Neo smacks him away. “Ableist.”

“Cheer up, Neo!” Sony pats his back. “They’re sticking a metal rod in your body tomorrow.”

“Look Coeur, traffic.” Neo groans, pointing at the road. “Push me into it.”

Too busy chewing to speak, C shoves a handful of candy into Neo’s mouth before we make our way home.

Sony jumps the white lines of the crosswalk like skipping stones over a stream. C pushes Neo right behind her, two ducklings following in a row. I’m the tail end, the narrator. They always reach the finish line before I do.

Neo carries our Hit List in his lap, a glint of light catching on the metal spirals, fleeting like the sun decided to tease it. I look up to find it, staring beyond the line of cars that branch off after the intersection.

My heart drops.

Just past the cars, a river cuts the city in two. Its bridge is all that connects either side. A bridge I’ve known my entire life that creates an ache in my chest. Instead of laughing strangers and children throwing coins into the water, I see snow across the railing. I see the dark swallowing my memories.

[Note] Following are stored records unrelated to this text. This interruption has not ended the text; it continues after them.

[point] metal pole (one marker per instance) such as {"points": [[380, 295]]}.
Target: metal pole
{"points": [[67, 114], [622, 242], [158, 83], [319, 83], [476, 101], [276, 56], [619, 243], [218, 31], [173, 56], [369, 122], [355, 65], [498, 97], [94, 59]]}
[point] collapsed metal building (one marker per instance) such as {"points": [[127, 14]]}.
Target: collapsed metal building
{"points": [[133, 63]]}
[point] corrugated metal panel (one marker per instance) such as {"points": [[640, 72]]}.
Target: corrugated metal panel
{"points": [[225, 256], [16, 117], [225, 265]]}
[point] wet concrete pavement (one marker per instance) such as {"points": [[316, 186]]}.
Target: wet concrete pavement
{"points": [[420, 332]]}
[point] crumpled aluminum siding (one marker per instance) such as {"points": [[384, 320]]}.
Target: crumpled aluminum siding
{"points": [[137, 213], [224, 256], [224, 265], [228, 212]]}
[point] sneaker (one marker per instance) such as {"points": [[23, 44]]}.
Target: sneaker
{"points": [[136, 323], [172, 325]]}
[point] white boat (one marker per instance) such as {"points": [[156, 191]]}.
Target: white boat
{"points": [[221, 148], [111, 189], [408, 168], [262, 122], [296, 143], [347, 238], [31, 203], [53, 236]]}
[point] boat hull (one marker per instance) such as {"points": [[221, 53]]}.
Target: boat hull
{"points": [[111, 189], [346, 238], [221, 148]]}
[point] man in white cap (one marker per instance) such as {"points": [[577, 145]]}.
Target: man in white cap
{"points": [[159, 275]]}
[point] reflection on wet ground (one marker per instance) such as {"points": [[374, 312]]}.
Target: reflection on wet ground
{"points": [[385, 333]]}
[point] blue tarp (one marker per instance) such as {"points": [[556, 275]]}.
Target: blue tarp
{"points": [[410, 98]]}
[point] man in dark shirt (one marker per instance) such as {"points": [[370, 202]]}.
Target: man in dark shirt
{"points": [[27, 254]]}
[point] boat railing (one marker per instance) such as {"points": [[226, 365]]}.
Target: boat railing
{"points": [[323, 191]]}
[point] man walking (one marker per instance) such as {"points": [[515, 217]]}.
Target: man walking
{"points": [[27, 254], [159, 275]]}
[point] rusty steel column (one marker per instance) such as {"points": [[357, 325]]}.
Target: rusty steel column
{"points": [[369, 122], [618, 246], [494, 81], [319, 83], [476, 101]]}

Every glance I give that bridge, the sounds of my sobs and the love I lost shake in their graves. I go to look away, leave the past on its own, but something else emerges behind it.

Yellow.

Just a glimpse of it.

The gray cowers, strands of color carried by the river’s breeze. Did the sun descend to earth and decide to spend a day among its subjects?

I crane my neck to get a better look, but there are too many people on the bridge; the couples, the tourists, and the children block my view, and cities are impatient. A honk pulls me back to where I stand, my friends waiting for me just ahead.